Rabbi Ross Singer published an article to this effect in the Edah journal, concluding that “the majority of authorities and the weight of halakhic reasoning point towards considering women eligible to write Megillot Esther.” I have reproduced the article on this site because links change a lot.

Enabling women to write sifrei Torah, tefillin and mezuzot

When faced with any intractable halakhic ruling, there are two options. One can accept the ruling as is, or one can seek a way to absorb the ruling into one’s halakhic system but limit or expand its scope in some way, in order to render it more palatable.

Accepting

Accepting, in this case, involves agreeing that women are invalid to write sifrei Torah, tefillin and mezuzot, and refraining from becoming involved with such items which were written by women. End of story.

Absorbing

Absorbing entails expanding or limiting (“redefining”) the scope of a concept. How is this done?

The mechanism of Jewish law works a bit like higher mathematics. You have known, accepted data that you cannot change, whether it is previously-proved theorems or Talmudic texts. You have a question. You know jolly well what you want the answer to be, and you put your data together in creative ways until you find a way of demonstrating your answer. Sometimes it is impossible, but often enough it is possible (the saga of Fermat’s Last Theorem provides a fine analogy, but we won’t get into that here) provided you apply your data in sufficiently creative ways. The halakhic literature, from the Talmud onwards, is crammed full of examples of halakhic process working in just this way.

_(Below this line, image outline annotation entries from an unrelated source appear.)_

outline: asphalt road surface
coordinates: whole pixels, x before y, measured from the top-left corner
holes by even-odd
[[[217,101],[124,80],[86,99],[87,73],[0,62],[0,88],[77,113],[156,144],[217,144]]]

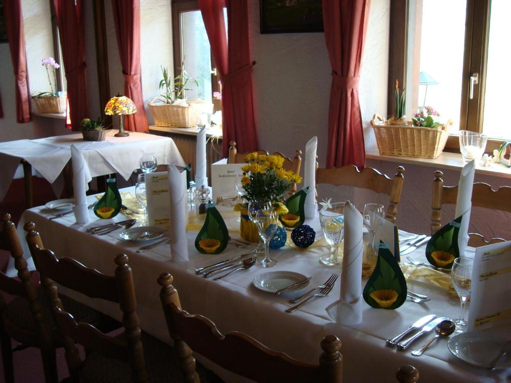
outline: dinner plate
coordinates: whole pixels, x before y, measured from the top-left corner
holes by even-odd
[[[157,240],[163,236],[166,229],[156,226],[138,226],[130,227],[119,233],[119,237],[123,241],[133,242],[144,242]]]
[[[260,290],[268,293],[275,293],[277,290],[284,289],[306,278],[303,274],[293,271],[269,271],[258,275],[252,283]],[[310,283],[310,281],[308,280],[283,294],[300,291],[307,288]]]
[[[462,361],[479,367],[486,366],[498,355],[507,339],[490,332],[462,332],[449,340],[449,349]],[[496,369],[511,367],[511,355],[501,358]]]
[[[55,200],[51,201],[44,206],[51,210],[63,210],[71,209],[75,206],[75,200],[73,198],[66,198],[63,200]]]

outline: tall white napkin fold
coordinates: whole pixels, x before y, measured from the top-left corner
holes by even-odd
[[[199,188],[202,185],[207,187],[207,175],[206,173],[206,127],[203,127],[197,134],[197,148],[195,151],[195,185]]]
[[[172,260],[188,261],[187,218],[183,213],[187,207],[187,173],[169,165],[169,192],[170,196],[170,245]]]
[[[314,136],[305,145],[305,167],[304,171],[304,187],[309,186],[309,194],[305,198],[305,218],[314,218],[317,211],[316,202],[316,152],[318,137]]]
[[[470,222],[470,210],[472,206],[472,188],[474,187],[475,169],[475,160],[472,160],[463,167],[459,175],[454,218],[457,218],[463,215],[458,234],[458,247],[460,257],[465,256],[465,250],[469,242],[469,223]]]
[[[344,206],[344,246],[340,299],[327,307],[330,317],[341,324],[362,322],[362,214],[349,201]]]
[[[85,163],[83,155],[78,148],[71,145],[71,161],[73,163],[73,188],[75,193],[75,213],[76,223],[86,224],[89,222],[89,212],[87,208],[85,192],[88,189],[88,183],[92,180],[89,167]]]

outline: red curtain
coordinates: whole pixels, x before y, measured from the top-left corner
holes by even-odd
[[[141,81],[140,0],[112,0],[112,8],[124,75],[124,95],[136,105],[136,113],[124,116],[124,128],[149,133]]]
[[[21,0],[4,0],[4,12],[11,59],[16,76],[16,118],[18,123],[28,123],[32,119],[31,107]]]
[[[53,0],[53,3],[67,81],[71,128],[74,131],[80,130],[80,122],[89,117],[82,0]]]
[[[238,151],[242,152],[257,150],[259,146],[254,117],[247,3],[239,0],[199,0],[222,81],[222,147],[226,157],[231,140],[236,141]],[[225,34],[224,7],[227,8],[228,39]]]
[[[369,0],[323,0],[324,39],[332,65],[327,167],[365,165],[358,95]]]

This philosophy of halakha makes halakhic idealists very angry. Halakhic idealists want halakha to work like a calculator – you put in your data, ask your question, and out pops the answer, the same every time. This is like the person who responds “STUPID” to the old joke “There are only 10 sorts of people in the world: those who understand binary and those who don’t.” If you are an halakhic idealist, you will hate the rest of this page. That’s fine, you’re allowed to hate it. Just please don’t send me angry emails, okay? They get boring.

Application to sifrei kodesh

Here are some ways of applying the existing data to sifrei kodesh.

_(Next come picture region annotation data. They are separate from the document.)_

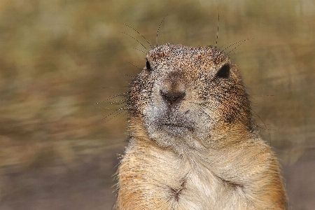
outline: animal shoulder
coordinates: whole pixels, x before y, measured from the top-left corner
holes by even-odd
[[[212,46],[149,50],[128,98],[116,209],[285,209],[238,67]]]

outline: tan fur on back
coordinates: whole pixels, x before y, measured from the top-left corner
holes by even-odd
[[[115,209],[285,209],[279,163],[230,59],[167,44],[147,60],[130,94]]]

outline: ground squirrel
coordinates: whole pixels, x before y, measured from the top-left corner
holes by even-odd
[[[150,50],[128,99],[116,209],[285,209],[237,66],[216,47]]]

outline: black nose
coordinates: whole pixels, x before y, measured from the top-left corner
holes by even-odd
[[[185,92],[182,91],[164,92],[163,90],[160,90],[160,94],[163,100],[164,100],[169,106],[173,106],[180,103],[186,94]]]

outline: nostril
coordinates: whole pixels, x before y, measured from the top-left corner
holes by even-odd
[[[163,92],[160,90],[162,99],[169,104],[173,105],[179,103],[186,96],[185,92]]]

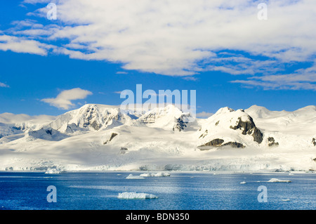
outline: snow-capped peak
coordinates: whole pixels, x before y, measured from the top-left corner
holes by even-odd
[[[62,133],[80,129],[98,131],[131,123],[131,118],[115,106],[88,104],[79,109],[60,115],[44,128],[52,128]]]
[[[180,131],[187,127],[189,119],[192,118],[189,112],[183,112],[176,106],[169,105],[147,112],[138,119],[138,121],[150,127]]]

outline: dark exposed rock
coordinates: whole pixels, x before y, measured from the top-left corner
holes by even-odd
[[[233,130],[242,130],[243,135],[250,135],[254,138],[254,140],[258,143],[261,143],[263,140],[263,135],[256,126],[251,117],[248,116],[249,121],[243,121],[241,117],[238,117],[238,124],[235,126],[230,126]]]
[[[105,145],[107,143],[110,143],[113,139],[113,138],[114,138],[116,136],[117,136],[117,134],[116,133],[112,133],[111,135],[111,137],[110,137],[110,139],[108,140],[107,140],[106,142],[103,143],[103,145]]]
[[[183,114],[180,116],[179,118],[176,119],[175,118],[175,122],[176,124],[172,129],[172,130],[174,131],[175,130],[178,130],[179,131],[181,131],[182,130],[184,130],[185,128],[187,126],[187,117],[186,115]]]
[[[208,131],[206,130],[206,131],[205,131],[205,132],[204,133],[202,133],[199,137],[199,138],[204,138],[206,135],[207,135],[207,133],[208,133]]]
[[[204,145],[199,145],[199,147],[203,147],[203,146],[220,146],[224,140],[220,138],[216,138],[214,140],[212,140],[211,141],[205,143]]]
[[[223,144],[222,146],[226,146],[226,145],[230,145],[232,147],[245,147],[245,146],[244,145],[242,145],[242,143],[237,143],[237,142],[228,142],[227,143]]]
[[[45,131],[46,131],[46,133],[48,134],[48,135],[52,135],[53,134],[53,130],[52,129],[47,129],[47,130],[45,130]]]
[[[223,144],[224,140],[220,138],[216,138],[212,140],[211,141],[205,143],[204,145],[202,145],[198,146],[197,147],[201,150],[208,150],[211,149],[213,147],[223,147],[223,146],[231,146],[232,147],[245,147],[244,145],[237,142],[228,142],[225,144]]]
[[[98,124],[96,121],[92,122],[92,124],[90,124],[90,126],[93,127],[96,131],[100,130],[100,129],[102,127],[102,124]]]
[[[279,145],[279,143],[276,143],[273,137],[268,138],[268,145],[269,145],[270,147]]]
[[[126,147],[121,147],[121,154],[125,154],[129,150]]]

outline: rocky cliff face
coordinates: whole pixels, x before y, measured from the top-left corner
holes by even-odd
[[[254,137],[254,140],[258,143],[261,143],[263,138],[263,133],[256,126],[253,119],[248,115],[247,120],[242,121],[241,117],[238,117],[237,124],[235,126],[230,126],[230,128],[233,130],[240,129],[242,131],[243,135],[249,135]]]
[[[198,140],[202,144],[198,147],[206,149],[229,145],[242,148],[249,144],[254,145],[254,142],[261,144],[263,140],[263,134],[244,110],[235,111],[223,107],[202,125]]]
[[[44,129],[52,128],[61,133],[72,133],[77,131],[99,131],[113,128],[126,123],[132,119],[119,108],[100,105],[86,105],[82,107],[58,116]]]

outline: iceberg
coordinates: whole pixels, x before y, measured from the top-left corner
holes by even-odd
[[[168,173],[159,172],[157,173],[142,173],[140,176],[170,176],[170,174]]]
[[[126,179],[145,179],[145,178],[140,176],[133,176],[133,174],[130,174],[126,177]]]
[[[119,193],[117,197],[120,199],[155,199],[158,198],[156,195],[146,193],[136,193],[136,192],[128,192]]]
[[[280,179],[277,179],[277,178],[271,178],[268,182],[272,182],[272,183],[291,183],[292,181],[291,181],[290,180],[280,180]]]
[[[46,174],[62,174],[62,173],[66,173],[67,172],[65,171],[59,170],[57,169],[48,169],[45,173]]]

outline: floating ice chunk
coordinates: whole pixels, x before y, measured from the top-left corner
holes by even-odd
[[[157,173],[142,173],[140,176],[170,176],[168,173],[159,172]]]
[[[291,183],[292,181],[291,181],[290,180],[280,180],[280,179],[277,179],[277,178],[271,178],[268,182],[272,182],[272,183]]]
[[[133,174],[130,174],[126,177],[126,179],[145,179],[145,178],[140,176],[133,176]]]
[[[156,195],[146,193],[136,193],[136,192],[123,192],[119,193],[118,198],[124,199],[147,199],[158,198]]]
[[[57,169],[48,169],[45,173],[46,174],[61,174],[61,173],[66,173],[67,172],[63,170],[60,170]]]

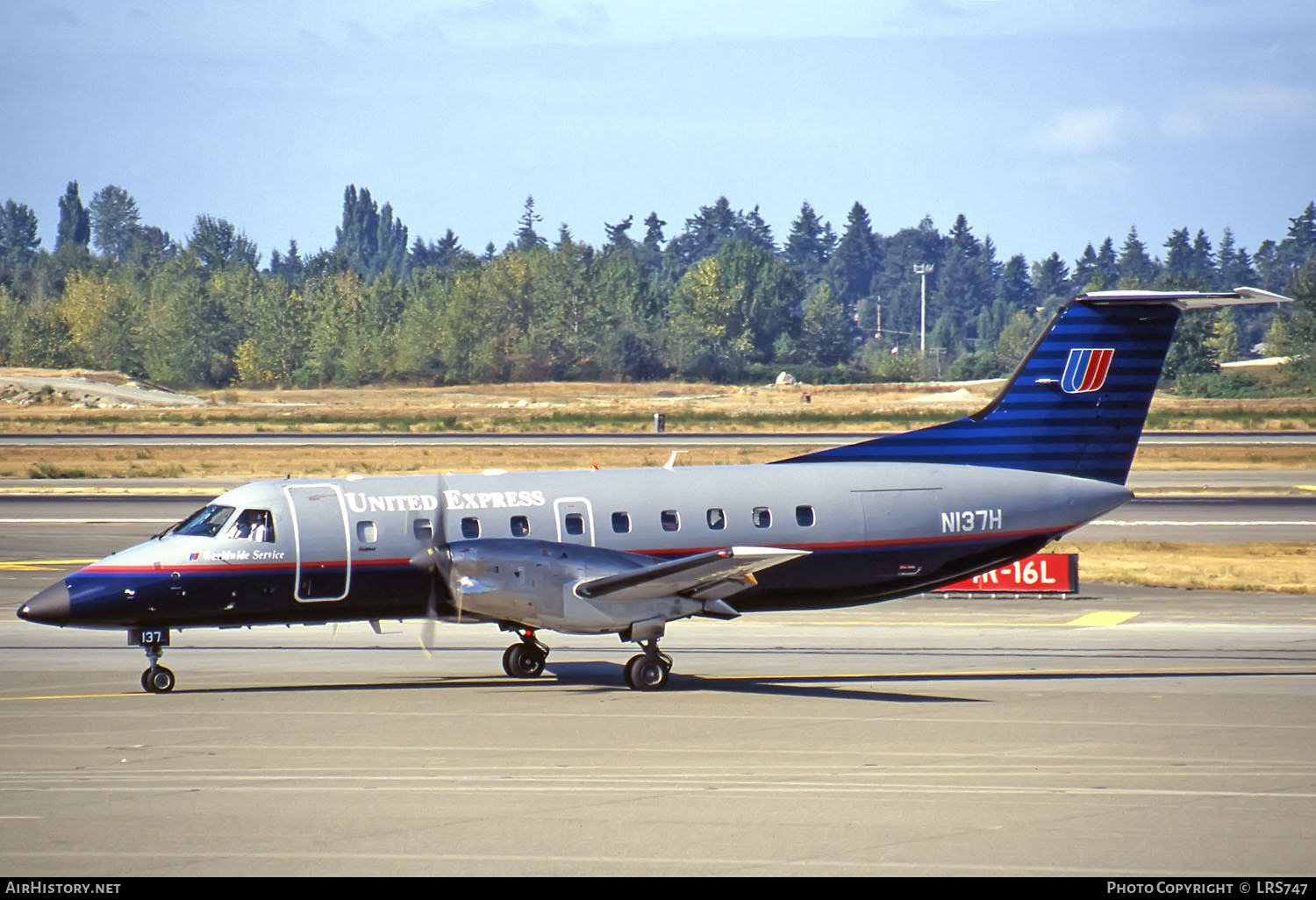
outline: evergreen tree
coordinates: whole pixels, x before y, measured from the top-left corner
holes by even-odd
[[[819,282],[804,299],[799,349],[816,366],[836,366],[850,355],[853,324],[832,286]]]
[[[78,196],[78,182],[68,182],[64,196],[59,197],[59,230],[55,233],[55,250],[66,245],[86,247],[91,241],[91,216]]]
[[[25,203],[7,200],[0,211],[0,266],[18,268],[37,255],[37,213]]]
[[[1101,241],[1100,250],[1096,251],[1096,272],[1094,279],[1100,279],[1094,282],[1100,284],[1100,289],[1111,291],[1116,284],[1120,283],[1120,263],[1115,257],[1115,242],[1107,237]]]
[[[832,255],[833,245],[828,239],[830,226],[813,212],[813,207],[805,200],[800,205],[799,217],[791,222],[791,233],[782,247],[782,257],[787,264],[800,270],[804,276],[813,280],[822,274],[822,267]]]
[[[608,222],[603,224],[603,230],[608,236],[608,242],[604,245],[605,250],[609,247],[613,250],[629,250],[636,246],[636,242],[630,239],[629,234],[626,234],[626,232],[630,230],[630,224],[634,218],[634,216],[626,216],[616,225],[609,225]]]
[[[1188,229],[1170,232],[1165,250],[1161,283],[1165,287],[1187,288],[1192,283],[1192,243],[1188,239]]]
[[[521,218],[517,220],[521,228],[516,232],[516,249],[521,253],[533,250],[534,247],[542,247],[547,245],[540,234],[534,230],[534,226],[544,221],[544,216],[534,212],[534,197],[525,197],[525,208],[521,212]]]
[[[259,250],[246,234],[238,232],[228,220],[212,216],[196,217],[192,234],[187,239],[187,249],[207,268],[222,268],[230,263],[254,268],[259,257]]]
[[[1316,257],[1316,203],[1308,203],[1300,214],[1288,220],[1288,233],[1275,249],[1275,262],[1287,276],[1313,257]]]
[[[699,212],[686,220],[686,230],[671,239],[667,253],[686,267],[715,254],[737,234],[751,229],[745,217],[734,212],[726,197],[717,197],[712,207],[700,207]]]
[[[1033,263],[1032,280],[1033,292],[1042,303],[1054,297],[1067,300],[1073,293],[1069,266],[1065,264],[1058,253],[1051,253],[1046,259]]]
[[[1029,279],[1028,271],[1028,259],[1021,253],[1016,253],[1005,262],[1005,268],[1000,275],[1000,291],[998,296],[1012,309],[1032,311],[1037,305],[1037,292],[1033,289],[1033,282]]]
[[[301,284],[307,278],[307,266],[297,251],[297,242],[288,241],[288,253],[280,254],[278,250],[270,251],[270,274],[282,278],[290,284]]]
[[[1094,279],[1098,276],[1098,261],[1096,250],[1088,243],[1083,249],[1083,255],[1078,258],[1074,263],[1074,291],[1082,292],[1087,291],[1088,286],[1092,284]],[[1095,288],[1094,288],[1095,289]]]
[[[776,243],[772,241],[772,229],[769,228],[767,222],[763,221],[763,217],[758,214],[758,205],[750,209],[749,213],[741,220],[736,237],[746,243],[762,247],[769,253],[776,251]]]
[[[1119,267],[1119,286],[1124,288],[1152,287],[1152,282],[1155,279],[1155,263],[1148,257],[1146,246],[1138,239],[1137,228],[1129,228],[1129,236],[1124,238]]]
[[[1216,271],[1215,254],[1211,250],[1211,239],[1200,228],[1198,229],[1196,237],[1192,238],[1190,272],[1194,282],[1200,284],[1203,289],[1211,291],[1219,287],[1219,284],[1216,284],[1219,272]]]
[[[137,201],[124,188],[107,184],[91,199],[92,243],[101,253],[124,262],[141,237]]]
[[[645,246],[650,250],[661,251],[663,245],[662,226],[666,225],[663,220],[658,218],[658,213],[649,213],[645,218]]]
[[[370,261],[366,280],[374,282],[384,272],[401,280],[407,276],[407,226],[400,218],[393,218],[391,203],[386,203],[380,208],[376,228],[375,246],[378,251],[375,258]]]
[[[882,263],[878,236],[869,221],[869,211],[858,201],[850,207],[845,233],[828,264],[828,280],[837,299],[851,316],[861,297],[871,292],[873,278]]]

1. Some halakhists have redefined sefer Torah, in the following manner: “In the old days, they knew exactly how the Torah went, every single letter. That was the only authentic Torah–one written with the authentic spellings, written on authentically processed parchment, and so on. Nowadays, we don’t have an authentic Torah–we’ve lost the traditions regarding spelling (this is true), parchment processing (this is also true), and so on, so what we have is at best a “sefer Torah” – an imitation, a best guess. We keep going, because otherwise we’d lose the Torah entirely, but we don’t have the original. The statements in the Talmud are talking about the original sefer Torah; since we only have a “sefer Torah” we need not be so stringent in applying the Talmudic rules.”

The Shaagat Aryeh, the Kol Bo and the Abudraham are notable propagators of this approach (not all in the context of women). Its potential problems are very many, but not necessarily insurmountable–simply that any justification based on this approach must take care to seek out the potential problems and meet them satisfactorily. Further, this argument is only made of sifrei Torah, not of tefillin or mezuzot, so this approach can enable women to write sifrei Torah only, not tefillin or mezuzot.

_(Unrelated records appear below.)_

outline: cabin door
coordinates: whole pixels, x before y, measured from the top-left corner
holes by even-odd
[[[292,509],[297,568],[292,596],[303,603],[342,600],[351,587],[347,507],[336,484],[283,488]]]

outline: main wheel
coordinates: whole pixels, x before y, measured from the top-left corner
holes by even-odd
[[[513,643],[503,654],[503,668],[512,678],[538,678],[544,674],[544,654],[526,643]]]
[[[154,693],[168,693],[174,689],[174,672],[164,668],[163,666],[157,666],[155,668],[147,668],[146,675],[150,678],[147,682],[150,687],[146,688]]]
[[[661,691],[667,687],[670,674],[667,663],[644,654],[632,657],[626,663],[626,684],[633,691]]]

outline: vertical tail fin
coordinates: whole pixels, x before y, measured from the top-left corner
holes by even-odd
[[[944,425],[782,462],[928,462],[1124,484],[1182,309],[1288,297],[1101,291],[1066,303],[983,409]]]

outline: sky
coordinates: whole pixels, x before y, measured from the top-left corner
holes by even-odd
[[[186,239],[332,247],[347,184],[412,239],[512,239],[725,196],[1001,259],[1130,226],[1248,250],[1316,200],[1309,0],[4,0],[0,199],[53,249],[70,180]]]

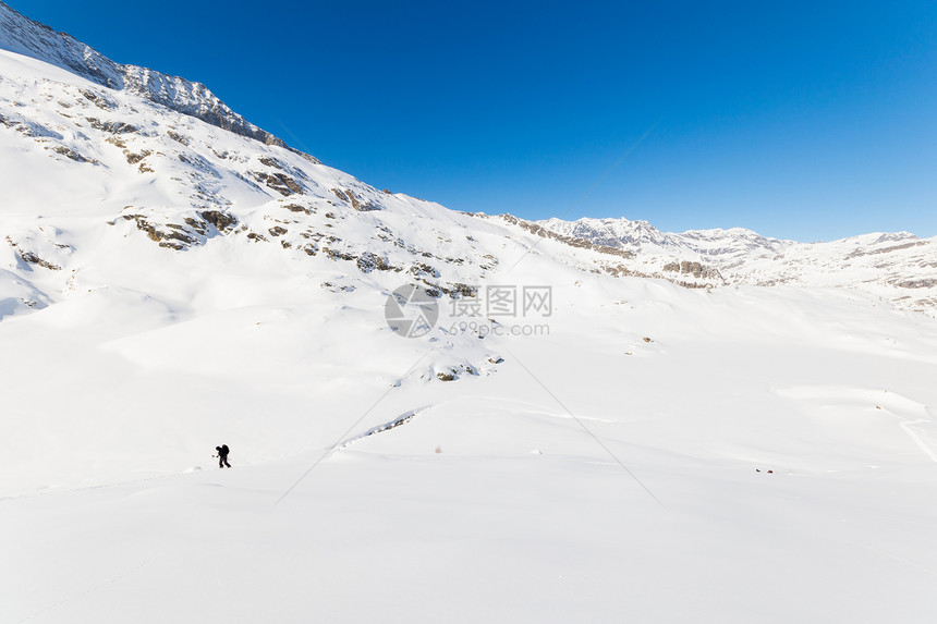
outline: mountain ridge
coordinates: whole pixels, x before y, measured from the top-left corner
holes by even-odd
[[[117,63],[66,33],[34,22],[0,1],[0,49],[65,69],[112,90],[126,90],[206,123],[268,145],[282,139],[231,110],[202,83]]]

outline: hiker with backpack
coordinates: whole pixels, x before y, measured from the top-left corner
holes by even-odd
[[[218,467],[231,467],[231,464],[228,463],[228,453],[230,450],[228,449],[228,444],[221,444],[220,446],[215,446],[215,450],[218,451],[218,455],[212,455],[218,457]]]

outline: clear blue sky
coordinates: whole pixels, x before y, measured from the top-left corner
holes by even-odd
[[[937,235],[934,0],[7,1],[453,209]]]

2. Other halakhists have redefined obligation. The prevailing position is to regard obligations accepted voluntarily as having a far lesser import than obligations acquired by birth, therefore meaning that someone with a voluntary obligation cannot serve as a proxy for someone born with that obligation. Redefining obligation entails proving that if someone accepts an obligation upon themselves, they are to be considered just as obliged to carry it out as is someone born with that obligation–somewhat as one who becomes a citizen of a particular country is to be considered just as much a citizen as one who was born there–and therefore eligible to serve as proxy.

Taking this interpretation, any woman who accepts upon herself as binding the obligation to lay tefillin can be considered just as obligated as a regular Jewish adult male. This, as we have seen, renders her eligible to write tefillin, mezuzot and sifrei Torah.

This position is supported by certain references in, for example, the Yad Ephraim, talking about the potential validity of voluntary obligation. However, it is not an approach accepted by contemporary Orthodoxy.

See the page May a Woman Write a Mezuzah? for an application of this princicple.

3. Another group of halakhists has redefined woman, suggesting that “woman” in the Gemara refers to someone with the set of “women’s obligations” conceived of by the halakhic system – thus setting women who accept extra obligations into a different category. Alternatively, it is suggested that “today’s woman” is a different creature entirely from the “woman” conceived of by the early rabbis. This is a brave attempt, if not altogether compelling.

People’s attitudes are a very strong factor in halakhic decision-making. Regarding public Torah reading, authoritative sources say (essentially) “Women can read the Torah in public, it’s just not nice.” It took Mendel Shapiro fifty-some pages to argue that “it’s not nice” is a subjective statement, and women read Torah in only a tiny handful of non-egalitarian communities, because generally the feeling is that women shouldn’t read Torah. The feeling is the same regarding female scribes, and the authoritative sources are not nearly as easy to argue with.

Accordingly, any non-egalitarian woman who wants to write Torah is going to need a lot more than fifty pages to justify her rationale, and she’s going to have her work cut out changing public opinion. The page count available online basically starts in 2004 with R’ Ross Singer’s aforementioned EDAH article on women writing Megillah and continues in 2006 with his JOFA article (scroll to page 4) on women and safrut generally. R’ Dov Linzer and I add to it in Meorot in 2007, me arguing (surprise) for women writing Torahs, and R’ Linzer efficiently defending the status quo. I’m personally no longer interested in habituating non-egalitarian frameworks, so I’m not adding to that conversation any more, but someone else will, eventually, I expect. Give it a few generations.